5° Campagne électorale.

 La campagne électorale pour le premier tour sera ouverte le lundi 17 juin 2024 à zéro heure et se terminera le vendredi 28 juin 2024 à zéro heure (jeudi 27 juin 2024 à zéro heure pour certains territoires d’outre-mer précités).

De même, la durée de la campagne prend les députés sortants et les candidats au dépourvu pour organiser en urgence une campagne électorale.

Les conditions accélérées dans lesquelles elle est organisée risquent probablement de voir naître des contestations portant sur les résultats des élections législatives.

6° Listes électorales retenues pour les élections.

Cette élection législative anticipée aura lieu à partir des listes électorales et des listes électorales consulaires extraites du répertoire électoral unique et à jour des tableaux telles qu’arrêtées à la date du 9 juin 2024, sans préjudice de l’application des dispositions dérogatoires dans certains cas.

Cependant, en Nouvelle-Calédonie, l’élection aura lieu à partir des listes électorales arrêtées le 29 février 2024, sans préjudice de l’application de dispositions spéciales prévues dans certains cas.

 7° Scrutins.

Le scrutin sera ouvert à 8 heures et clos à 18 heures (heures légales locales), sous réserve de l’application éventuelle des dispositions permettant de repousser dans certains cas l’heure de fermeture des bureaux de vote jusqu’à 20 heures.

En aucun cas le scrutin ne pourra être clos après 20 heures (heure légale locale).

Les arrêtés préfectoraux doivent être publiés et affichés dans chaque commune, circonscription administrative, ambassade ou poste consulaire intéressé cinq jours au moins avant le jour du scrutin.

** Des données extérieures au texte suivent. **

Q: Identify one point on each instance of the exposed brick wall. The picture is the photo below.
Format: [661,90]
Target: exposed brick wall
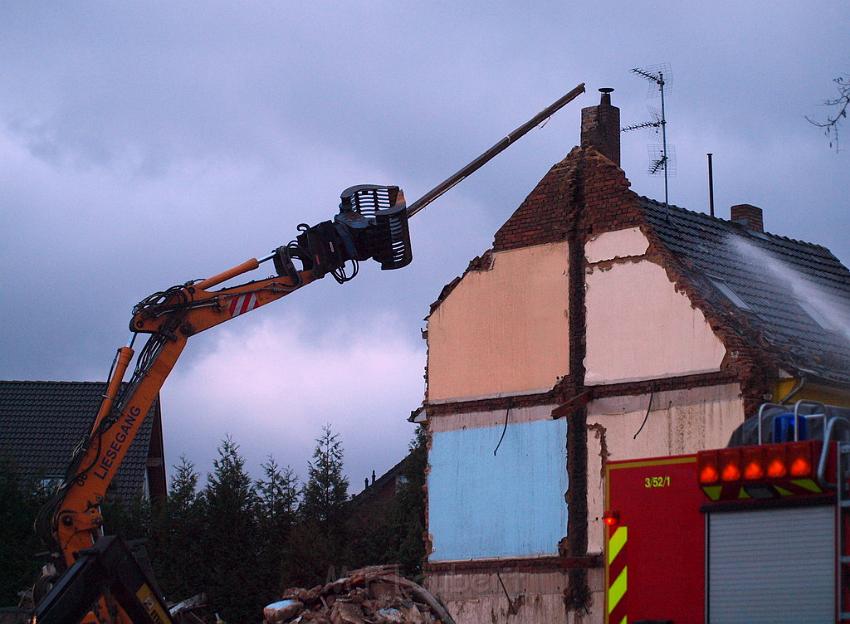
[749,216]
[542,216]
[600,128]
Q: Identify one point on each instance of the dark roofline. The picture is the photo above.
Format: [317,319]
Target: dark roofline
[383,479]
[728,223]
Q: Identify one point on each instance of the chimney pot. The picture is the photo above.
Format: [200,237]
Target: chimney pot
[751,217]
[600,127]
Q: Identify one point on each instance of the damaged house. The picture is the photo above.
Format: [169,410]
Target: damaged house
[602,325]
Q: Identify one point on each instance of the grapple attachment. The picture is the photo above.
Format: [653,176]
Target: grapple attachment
[371,224]
[376,218]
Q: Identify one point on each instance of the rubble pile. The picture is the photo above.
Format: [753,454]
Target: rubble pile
[375,595]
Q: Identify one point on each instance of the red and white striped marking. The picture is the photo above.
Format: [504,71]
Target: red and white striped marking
[242,303]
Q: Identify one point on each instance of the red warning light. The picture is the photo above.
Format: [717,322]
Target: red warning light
[775,457]
[800,459]
[707,467]
[730,465]
[753,463]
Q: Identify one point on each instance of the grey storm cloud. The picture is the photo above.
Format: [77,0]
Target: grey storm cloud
[149,144]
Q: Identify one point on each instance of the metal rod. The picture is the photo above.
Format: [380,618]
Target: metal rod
[664,140]
[710,186]
[479,162]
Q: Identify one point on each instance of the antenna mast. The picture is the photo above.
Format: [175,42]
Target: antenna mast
[662,161]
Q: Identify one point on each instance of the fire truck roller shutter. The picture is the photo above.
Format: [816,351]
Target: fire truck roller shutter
[771,566]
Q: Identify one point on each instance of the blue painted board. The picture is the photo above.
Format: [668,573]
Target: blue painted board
[507,505]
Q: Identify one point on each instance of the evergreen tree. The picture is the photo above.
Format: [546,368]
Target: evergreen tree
[18,543]
[177,550]
[277,505]
[326,491]
[229,540]
[317,548]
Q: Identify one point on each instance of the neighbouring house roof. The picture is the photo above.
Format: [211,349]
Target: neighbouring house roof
[795,295]
[42,421]
[385,485]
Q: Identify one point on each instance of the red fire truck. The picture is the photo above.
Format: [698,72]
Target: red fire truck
[755,532]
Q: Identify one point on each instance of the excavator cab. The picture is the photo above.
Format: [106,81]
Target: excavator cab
[371,224]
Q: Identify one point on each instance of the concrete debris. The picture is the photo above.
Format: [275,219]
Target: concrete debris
[374,595]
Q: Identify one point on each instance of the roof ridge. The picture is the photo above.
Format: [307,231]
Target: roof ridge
[49,381]
[728,223]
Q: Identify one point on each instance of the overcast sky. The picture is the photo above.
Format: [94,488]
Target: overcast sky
[146,144]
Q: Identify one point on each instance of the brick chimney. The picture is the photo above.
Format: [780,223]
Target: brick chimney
[749,216]
[600,127]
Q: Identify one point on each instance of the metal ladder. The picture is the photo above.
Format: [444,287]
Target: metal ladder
[842,510]
[842,504]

8° Date du scrutin du second tour.

Le second tour de scrutin, s’il est nécessaire d’y procéder, se tiendra selon les mêmes modalités le dimanche 7 juillet 2024.

Par dérogation, le second tour de scrutin sera organisé le samedi 6 juillet 2024 selon les mêmes modalités à Saint-Pierre-et-Miquelon, à Saint-Barthélemy, à Saint-Martin, en Guadeloupe, en Martinique, en Guyane, en Polynésie française et dans les bureaux de vote ouverts par les ambassades et postes consulaires situés sur le continent américain.

9° Publication de liste des candidatures.

La publication de la liste des candidats dont la déclaration de candidature a été définitivement enregistrée et de leurs remplaçants est arrêtée et publiée par le préfet, pour le premier tour, au plus tard le deuxième vendredi précédant la date du scrutin et, pour le second tour, le lendemain de la date limite fixée pour le dépôt des candidatures.